Another limitation to highlight is the evaluation of inter-rater reliability between only two clinicians of differing expertise levels. Moreover, the intra-rater reliability was assessed only by the less experienced orthopedic. A broader team of evaluators might have provided deeper insights into the actual variability in measurements between physicians.

There were also several limitations concerning the radiographs used. All the DICOM radiographs had a raster overlay, which could not be removed due to its integration within the source file. The scaling sphere, which could have enabled the software to achieve more accurate length measurements, was absent in the postoperative radiographs. The presence of a hip prosthesis could also have interfered with the software’s processing, a factor not investigated in this study.

All these aforementioned potential interferences with the software’s capability to accurately identify landmarks and joint outlines might have further contributed to the lower ICC values observed in our study.

5. Conclusions

Our research, complemented by studies from Simon et al. and Schwarz et al., highlights both the potential advantages and challenges of using AI software like LAMA in musculoskeletal radiology.

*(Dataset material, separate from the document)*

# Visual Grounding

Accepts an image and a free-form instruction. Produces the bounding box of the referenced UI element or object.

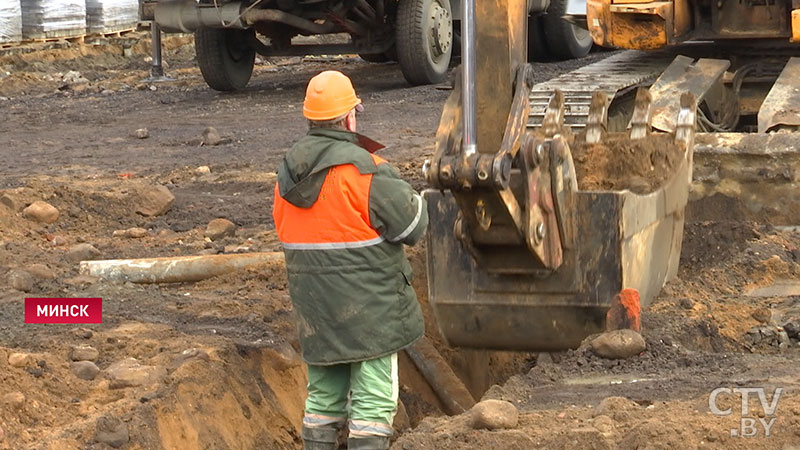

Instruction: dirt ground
[0,32,800,450]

The inter-rater reliability between the software and orthopedic specialists demonstrated excellent agreement for the assessment of parameters such as MAD, mLPFA, mLDTA, and HKA, where the ICC exceeded 0.90. In contrast, the evaluation of AMA, mLDFA, mMPTA, JLCA, and the Mikulicz line yielded a marginally lower agreement, though the ICC still surpassed 0.75.

However, the inter-rater reliability in measuring JLCA and the Mikulicz line fell short of the expected standard. This limitation is evident when examining the broader 95% CI range for these parameters. Notably, the lower bound of the CI for both JLCA and the Mikulicz line dipped below 0.75, suggesting potential inconsistencies and reduced reliability in certain scenarios.

While these AI-powered solutions demonstrate remarkable accuracy and efficiency, they also face challenges, underlining the ongoing need for refinement, especially in varied patient populations and settings [24,26,27,28]. Continued collaboration between clinicians and software developers is essential to adapt these technologies to meet the evolving demands of orthopedic practice. Future research should explore the integration of such tools into the clinical routine and assess their impact on enhancing patient care.

Author Contributions

Conceptualization, G.M.; methodology, S.P. and G.M.; validation, S.P., K.M., and G.M.; formal analysis, K.M.; investigation, S.P. and G.M.; data curation, S.P., K.M. and G.M.; writing—original draft preparation, S.P.; writing—review and editing, S.P., K.M. and G.M.; visualization, S.P., K.M., J.G. (Julia Götz), J.R., M.S., J.G. (Joachim Grifka) and G.M.; supervision, J.G. (Joachim Grifka) and G.M. All authors have read and agreed to the published version of the manuscript.

Funding

This research received no external funding.

Institutional Review Board Statement

The study was conducted in accordance with the Declaration of Helsinki and approved by the Institutional Review Board of University of Regensburg (protocol code 20-1927-101, 22 July 2020).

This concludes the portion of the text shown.